VivSoft is seeking a Security Compliance Analyst in Annapolis, MD. Multiple opening. We are looking for a mid level and a junior level resource.
The ideal Security Compliance Analyst will have had prior experience working in a highly technical environment, be well versed in the current state of Information Security and be able to interpret security requirements of relevant governing bodies (NIST, OMB, DHS, etc). The candidate will interface with federal and state government employees and contractors to perform required support activities.

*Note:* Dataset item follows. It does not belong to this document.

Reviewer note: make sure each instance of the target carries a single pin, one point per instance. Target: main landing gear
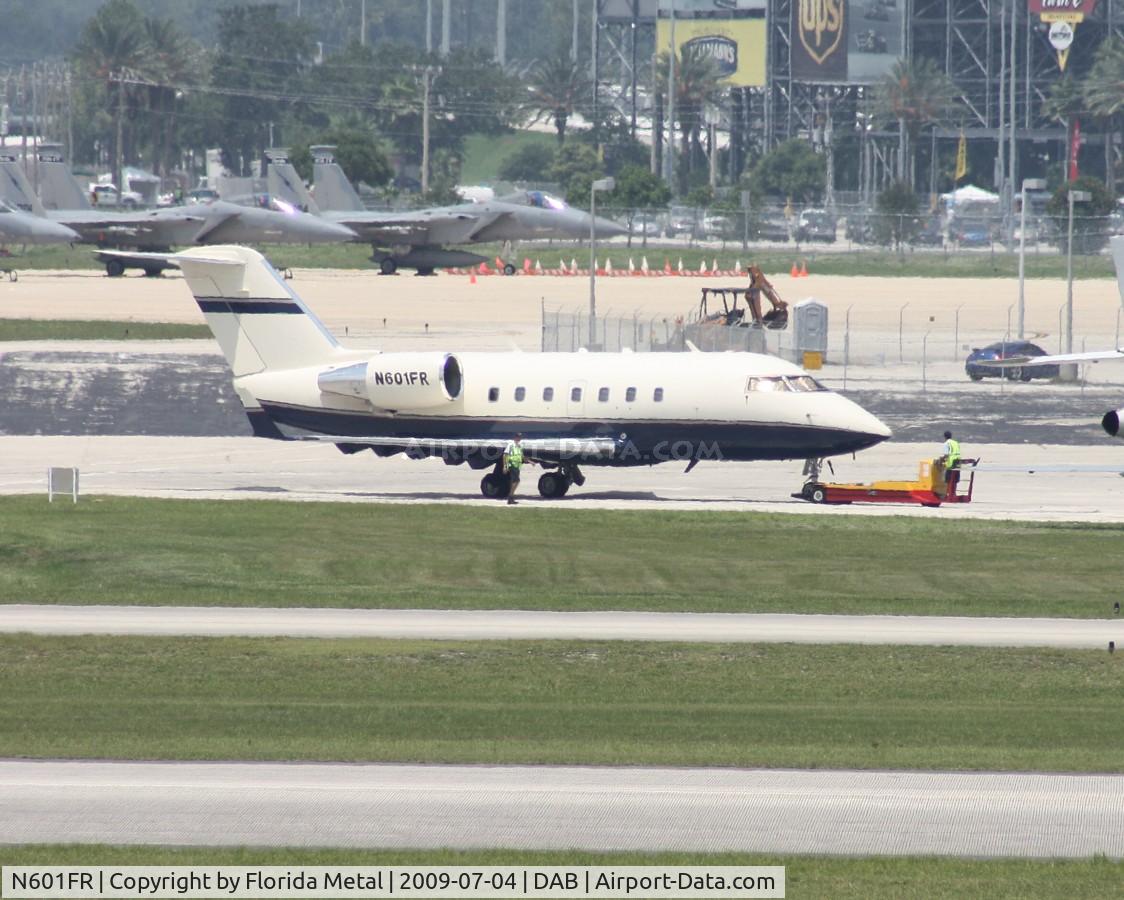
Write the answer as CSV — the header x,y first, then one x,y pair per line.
x,y
552,484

The ideal candidate will have prior experience performing similar governance, risk, and/or compliance activities consistent with the experience/skill requirements documented below.
· Create, compile, and maintain security authorization packages and documentation as required by Federal security authorization guidelines described in NIST and OMB requirement documents.
· Enforce policies and guidelines as outlined within NIST SP 800-53.
· Provide guidance in the implementation of system specific features and security controls to ensure effective compliance with federal requirements as well as promoting a healthy security posture for the implementation team and key stakeholders.
· Provide IT security consultation to system owners as to the other security documents, for example, security incident reports, equipment/software inventories, technical vulnerability reports, and contingency plans.
· Perform the necessary review, analysis, and reporting of key system attributes, weaknesses, and changes to the Information Systems Security Manager, System Owner, and Risk Management body to support the Continuous Monitoring of supported systems.
· Initiate, track, and manage the creation, opening, and closure of weaknesses via client prescribed Plan of Action & Milestone (POAM) processes and procedures.
· Effectively communicate the risk and security posture to the Information Systems Security Manager, System Owner, Key Stakeholders, and consumers of security controls within your purview.
· Reporting IT security incidents in accordance with established policies and procedures.
· Document security aspects of SQL programs and database systems
· BA/BS, preferably in management or a related technical subject area (technical, analysis, or mathematics) or equivalent experience
· Bachelor's degree or equivalent combination of education and experience
· Positively adjudicated background investigation
· Experience with Information Assurance Compliance Tools (Xacta, TAF, etc.)
· Knowledge of Federal Government Authorization processes. (NIST 800-37, NIST 800-53)
· Mid level requires total 8 years IT exp and Junior level requires 4 years total IT.
· SQL programming experience
· Disaster recovery / COOP experience with SQL database systems
· Excellent interpersonal, interviewing, analytical and problem solving skills to address variable situations.
· General knowledge of industry security requirements, standards, and best practices.
· Experience creating, maintaining, and reviewing security compliance documentation. (Systems Security Plan, Contingency Plan, Risk Assessment, POAMs).
· Cybersecurity consulting and support in a federal or state agency.
· Demonstrates very good written and oral presentation skills and outstanding client-interaction skills.
· Thinks creatively and demonstrates the ability to work independently on a complex task with little direction, supervision, and management oversight. The incumbent should be highly motivated, a self-starter, and able to work alone or in groups.
· Demonstrates a strong understanding of the design and architecture of complex information systems and the ability to communicate operational use of those systems to others.
· Demonstrates ability to support and assess technical requirements, and translate those needs into an actionable environment architecture, business and technical process.
· Demonstrates ability to interact comfortably Senior Leadership and/or Government Executives and staff on a day-to-day basis.
· Security Professional Certifications (CISSP, CISM, CAP)
· Knowledge of policies, procedures and requirements
· Self-motivated participant of a highly team-oriented environment.
· Experience with security analysis tools such as Nessus, HP Web Inspect, AppDetective.